Pashenka fumbled with his wallet, finally producing a plastic card that he pushed into the electronic lock. He then entered a sequence of numbers. The light went from red to green, and the gate slid open.

Petrov entered a small alcove with him, to be faced by another door. Pashenka used a different card and a different code on its lock, and the door rumbled open, revealing a descending stairway. Petrov put out a hand as Pashenka started to enter. He tapped the side of his head, then slid down a set of night-vision goggles. The rest of his team did the same. Then he signaled with two fingers and gestured down. Two of his men slid past, descending into the darkness. “Clear to another door,” his lead scout reported. “It’s sealed with a retinal scanner to one side.”

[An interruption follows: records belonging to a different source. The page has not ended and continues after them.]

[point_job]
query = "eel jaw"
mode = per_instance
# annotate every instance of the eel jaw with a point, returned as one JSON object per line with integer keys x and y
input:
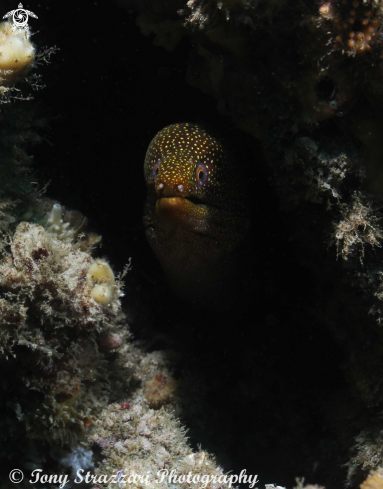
{"x": 183, "y": 212}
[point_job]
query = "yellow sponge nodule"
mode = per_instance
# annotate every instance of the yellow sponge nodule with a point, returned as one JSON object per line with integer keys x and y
{"x": 103, "y": 294}
{"x": 100, "y": 271}
{"x": 16, "y": 52}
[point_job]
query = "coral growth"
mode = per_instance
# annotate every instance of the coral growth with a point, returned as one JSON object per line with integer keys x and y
{"x": 49, "y": 318}
{"x": 354, "y": 24}
{"x": 137, "y": 440}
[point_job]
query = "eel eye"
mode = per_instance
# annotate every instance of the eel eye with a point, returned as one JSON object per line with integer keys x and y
{"x": 156, "y": 167}
{"x": 201, "y": 173}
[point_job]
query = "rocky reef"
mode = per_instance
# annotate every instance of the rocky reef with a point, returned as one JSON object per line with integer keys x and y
{"x": 66, "y": 356}
{"x": 293, "y": 385}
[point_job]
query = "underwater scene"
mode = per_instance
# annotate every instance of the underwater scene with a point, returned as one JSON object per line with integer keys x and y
{"x": 191, "y": 262}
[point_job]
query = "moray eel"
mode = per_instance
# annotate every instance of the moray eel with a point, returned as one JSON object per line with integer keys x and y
{"x": 196, "y": 214}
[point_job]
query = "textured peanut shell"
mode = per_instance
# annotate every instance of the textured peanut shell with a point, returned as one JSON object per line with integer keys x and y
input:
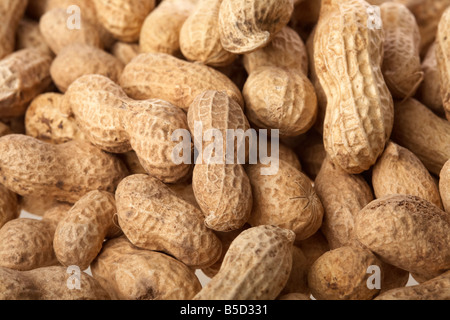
{"x": 256, "y": 266}
{"x": 53, "y": 26}
{"x": 48, "y": 283}
{"x": 23, "y": 75}
{"x": 129, "y": 273}
{"x": 280, "y": 99}
{"x": 399, "y": 171}
{"x": 116, "y": 123}
{"x": 348, "y": 57}
{"x": 125, "y": 52}
{"x": 343, "y": 195}
{"x": 401, "y": 64}
{"x": 429, "y": 92}
{"x": 444, "y": 185}
{"x": 46, "y": 121}
{"x": 215, "y": 110}
{"x": 65, "y": 172}
{"x": 77, "y": 60}
{"x": 123, "y": 18}
{"x": 79, "y": 236}
{"x": 176, "y": 81}
{"x": 200, "y": 38}
{"x": 286, "y": 199}
{"x": 155, "y": 218}
{"x": 226, "y": 238}
{"x": 224, "y": 195}
{"x": 443, "y": 59}
{"x": 407, "y": 232}
{"x": 246, "y": 26}
{"x": 29, "y": 36}
{"x": 423, "y": 133}
{"x": 11, "y": 11}
{"x": 341, "y": 274}
{"x": 27, "y": 244}
{"x": 434, "y": 289}
{"x": 161, "y": 29}
{"x": 9, "y": 207}
{"x": 286, "y": 50}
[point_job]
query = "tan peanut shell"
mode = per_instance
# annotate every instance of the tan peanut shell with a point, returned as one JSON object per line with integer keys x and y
{"x": 116, "y": 123}
{"x": 401, "y": 64}
{"x": 407, "y": 232}
{"x": 256, "y": 266}
{"x": 286, "y": 50}
{"x": 286, "y": 199}
{"x": 348, "y": 57}
{"x": 77, "y": 60}
{"x": 9, "y": 206}
{"x": 280, "y": 99}
{"x": 29, "y": 36}
{"x": 443, "y": 59}
{"x": 132, "y": 274}
{"x": 176, "y": 81}
{"x": 65, "y": 172}
{"x": 423, "y": 133}
{"x": 57, "y": 35}
{"x": 48, "y": 283}
{"x": 444, "y": 185}
{"x": 226, "y": 238}
{"x": 399, "y": 171}
{"x": 161, "y": 29}
{"x": 79, "y": 236}
{"x": 124, "y": 51}
{"x": 123, "y": 18}
{"x": 217, "y": 111}
{"x": 224, "y": 195}
{"x": 200, "y": 38}
{"x": 11, "y": 11}
{"x": 434, "y": 289}
{"x": 343, "y": 195}
{"x": 341, "y": 274}
{"x": 155, "y": 218}
{"x": 246, "y": 26}
{"x": 45, "y": 120}
{"x": 23, "y": 75}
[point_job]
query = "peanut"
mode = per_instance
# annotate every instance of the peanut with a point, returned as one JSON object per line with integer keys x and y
{"x": 155, "y": 218}
{"x": 422, "y": 132}
{"x": 200, "y": 38}
{"x": 23, "y": 75}
{"x": 48, "y": 283}
{"x": 421, "y": 246}
{"x": 116, "y": 123}
{"x": 77, "y": 60}
{"x": 64, "y": 172}
{"x": 443, "y": 59}
{"x": 401, "y": 64}
{"x": 399, "y": 171}
{"x": 286, "y": 199}
{"x": 132, "y": 274}
{"x": 246, "y": 26}
{"x": 11, "y": 11}
{"x": 160, "y": 32}
{"x": 280, "y": 99}
{"x": 348, "y": 57}
{"x": 80, "y": 235}
{"x": 178, "y": 82}
{"x": 256, "y": 266}
{"x": 123, "y": 18}
{"x": 444, "y": 185}
{"x": 343, "y": 195}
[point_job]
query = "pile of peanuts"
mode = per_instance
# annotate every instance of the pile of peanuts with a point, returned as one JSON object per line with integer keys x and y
{"x": 92, "y": 91}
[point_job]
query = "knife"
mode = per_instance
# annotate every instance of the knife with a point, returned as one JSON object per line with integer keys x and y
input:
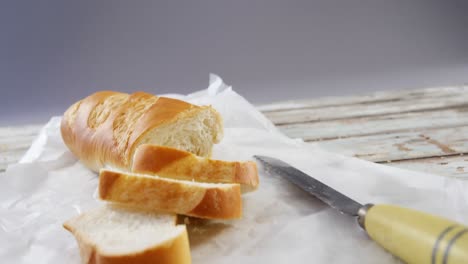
{"x": 413, "y": 236}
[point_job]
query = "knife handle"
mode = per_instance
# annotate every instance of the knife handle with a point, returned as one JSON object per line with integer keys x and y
{"x": 417, "y": 237}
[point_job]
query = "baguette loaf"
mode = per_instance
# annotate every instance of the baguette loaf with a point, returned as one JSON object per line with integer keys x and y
{"x": 117, "y": 235}
{"x": 182, "y": 165}
{"x": 204, "y": 200}
{"x": 105, "y": 128}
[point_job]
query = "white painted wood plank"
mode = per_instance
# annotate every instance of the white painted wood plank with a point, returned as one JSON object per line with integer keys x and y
{"x": 450, "y": 166}
{"x": 368, "y": 109}
{"x": 377, "y": 125}
{"x": 385, "y": 96}
{"x": 402, "y": 146}
{"x": 14, "y": 142}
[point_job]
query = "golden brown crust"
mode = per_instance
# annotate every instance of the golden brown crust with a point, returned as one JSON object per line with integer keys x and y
{"x": 177, "y": 164}
{"x": 217, "y": 201}
{"x": 214, "y": 201}
{"x": 104, "y": 128}
{"x": 176, "y": 251}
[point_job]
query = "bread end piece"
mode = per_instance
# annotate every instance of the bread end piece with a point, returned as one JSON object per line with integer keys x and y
{"x": 87, "y": 227}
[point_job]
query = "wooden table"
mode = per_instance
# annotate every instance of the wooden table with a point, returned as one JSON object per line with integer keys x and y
{"x": 424, "y": 130}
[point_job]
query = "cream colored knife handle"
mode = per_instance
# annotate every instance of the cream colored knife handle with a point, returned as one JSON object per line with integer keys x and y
{"x": 417, "y": 237}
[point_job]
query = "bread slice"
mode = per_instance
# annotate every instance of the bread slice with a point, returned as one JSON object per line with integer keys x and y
{"x": 115, "y": 235}
{"x": 182, "y": 165}
{"x": 105, "y": 128}
{"x": 204, "y": 200}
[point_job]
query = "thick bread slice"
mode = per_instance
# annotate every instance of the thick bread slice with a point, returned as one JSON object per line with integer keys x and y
{"x": 182, "y": 165}
{"x": 204, "y": 200}
{"x": 105, "y": 128}
{"x": 115, "y": 235}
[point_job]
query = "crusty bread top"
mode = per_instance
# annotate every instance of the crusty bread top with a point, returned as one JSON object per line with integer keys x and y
{"x": 104, "y": 128}
{"x": 178, "y": 164}
{"x": 204, "y": 200}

Petrov grabbed Pashenka and guided him down the stairs, the rest of the team following. Overhead Petrov could see lines of fluorescent lighting, but the power was off. They reached a solid steel door. Pashenka leaned over the retinal scanner and the laser projected a beam across his eyes, reading the pattern. Petrov thought the presence of such a sophisticated device was indicative that he was on the right track. Even at Lubyanka they still relied on name badges with photos for access, each checked by some old, about-to-be-retired agent who could barely read the names.